Un planisphère a été pelé comme une orange. La carte est piquée de plus de 400 aiguilles en cuivre portant chacune une étiquette désignant -en anglais- toutes les catastrophes naturelles présagées d'ici 2046 par LI Yu, auteure chinoise du livre "Le Siècle à venir" publié en 1993. Un globe terrestre pelé de sa surface de terres et de mers est posé au pied de l'œuvre.
Les regards du public vont aux aiguilles et aux étiquettes en anglais qu'elles supportent.
Les étiquettes annoncent une multitude de catastrophes.
L'Arctique et l'Antarctique voient fondre glaciers et banquises.
Les régions méditerranéennes sont menacées de séismes, de sécheresses... Mais l'exposition évoque aussi guerres et conflits.
"Huit chevaux de Léonard de Vinci déchirant un porte-avions" (2004). Vinci avait conçu des armures pour protéger les chevaux sur le champ de bataille. Huang les a réalisées. Les chevaux de métal tentent d'écarteler un porte-avions dont la puissance semble bien médiocre face à ces chevaux plus grands que lui.
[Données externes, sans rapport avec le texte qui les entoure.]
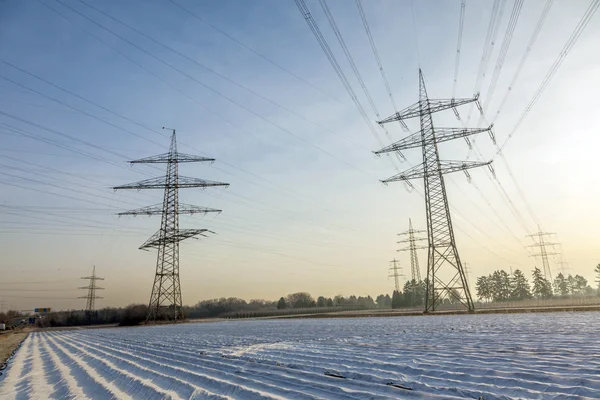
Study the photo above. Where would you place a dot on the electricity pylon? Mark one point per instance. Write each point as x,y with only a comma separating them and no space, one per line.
165,300
415,271
412,247
440,234
91,297
543,254
395,274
"Trois ailes" (2003). L'artiste évoque la collision entre un chasseur chinois et un avion-espion américain, un Lockheed EP3, en 2001. Les débris de l'appareil furent transportés aux Etats-Unis par un avion chinois. La chauve-souris est à la fois le logo à l'arrière de l'avion-espion et le symbole d'une vie nocturne et secrète.